In what could have a major impact on the central London department stores mix, the Fenwick family is reportedly seeking to sell its Bond Street flagship store for redevelopment.


Fenwick



It’s unclear whether that means an end to department store retailing on the site or whether developers would make the most of the existing planning permission the company has. The Bond Street store has permission for four floors of offices above the 131-year-old building.

The Sunday Times reported that the site is on the market for £500 million “after a plan to sell the entire chain was scuppered by the pandemic”. But a source also told it that he believes the family wants to carry on trading from the store, despite the problems of the past few years and the scrapping of VAT-free shopping for foreign customers. 

Yet the newspaper also added that former chairman Mark Fenwick is marketing the site as a redevelopment opportunity. 

The store covers a huge site on the corner of New Bond Street, not far from Oxford and Regent Streets. The price looks to be a fair one given the values of properties in the area and its size.

The newspaper said that potential buyers are believed to include luxury giant LVMH — fresh from its La Samaitaine redevelopment in Paris — and Sir Stuart Lipton, who was behind the Broadgate development in the City. 

It was also reported that the department stores group was set to be sold as a whole to Central Group just before the pandemic struck. But the global health crisis derailed that deal. Central has recently acquired Selfridges in a £4 billion joint venture.

Fenwick’s HQ and national flagship is in Newcastle, where the group was founded back in 1882. But the Bond Street site is its most prestigious location where, pre-pandemic, it was able to reach the lucrative international tourists who flocked to the street. Its only other London store is a suburban one in the Brent Cross mall.

The decision to sell is perhaps understandable given that those international high-spenders haven’t yet returned en masse and getting back to normality is still some way off.

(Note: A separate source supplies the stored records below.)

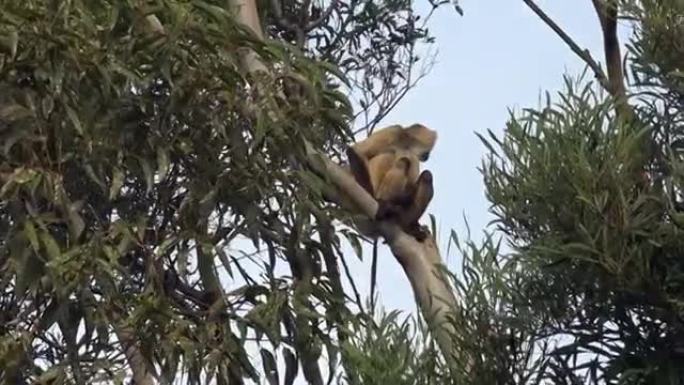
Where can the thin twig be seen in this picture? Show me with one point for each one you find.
(324, 16)
(582, 53)
(607, 12)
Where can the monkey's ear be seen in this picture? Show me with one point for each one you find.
(359, 168)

Fenwick has faced plenty of challenges in recent periods and suffered badly from being a late adopter of online retail.

Half a billion pounds would certainly go a long way to making up for its recent losses and provide cash for its pension fund deficit. But the newspaper said that the asking price has put off some potential buyers. Fashionnetwork.com has contacted the company for comment.

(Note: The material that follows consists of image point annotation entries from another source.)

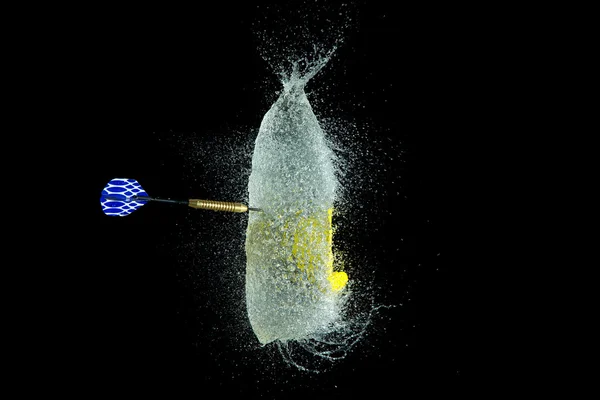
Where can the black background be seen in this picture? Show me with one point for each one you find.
(420, 72)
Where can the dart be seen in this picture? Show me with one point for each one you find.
(122, 196)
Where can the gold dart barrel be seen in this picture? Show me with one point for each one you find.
(217, 205)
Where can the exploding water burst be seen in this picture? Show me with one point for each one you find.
(299, 300)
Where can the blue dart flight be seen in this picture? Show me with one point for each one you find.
(122, 196)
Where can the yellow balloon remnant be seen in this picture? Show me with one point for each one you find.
(311, 233)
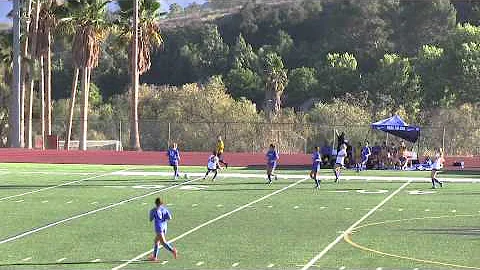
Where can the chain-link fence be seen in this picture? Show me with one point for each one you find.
(255, 137)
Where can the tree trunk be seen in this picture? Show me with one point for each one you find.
(72, 107)
(278, 101)
(84, 113)
(23, 73)
(42, 99)
(33, 47)
(23, 79)
(134, 132)
(30, 86)
(48, 85)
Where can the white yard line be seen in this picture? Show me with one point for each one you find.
(321, 177)
(349, 230)
(61, 185)
(214, 220)
(92, 212)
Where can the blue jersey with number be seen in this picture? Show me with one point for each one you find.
(316, 157)
(272, 156)
(173, 156)
(366, 151)
(160, 215)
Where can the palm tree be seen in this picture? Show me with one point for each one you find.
(26, 14)
(88, 25)
(143, 39)
(275, 82)
(48, 17)
(30, 83)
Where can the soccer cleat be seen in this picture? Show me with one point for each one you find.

And redevelopment would certainly be interesting as space for department store retailing has dwindled in the West End recently. We've already seen John Lewis gaining planning permission to re-develop its upper floors on Oxford Street into offices and M&S has development plans for its Marble Arch branch. Oxford Street has lost the House of Fraser and Debenhams department stores. And around the corner in Regent Street, Liberty downsized several years ago.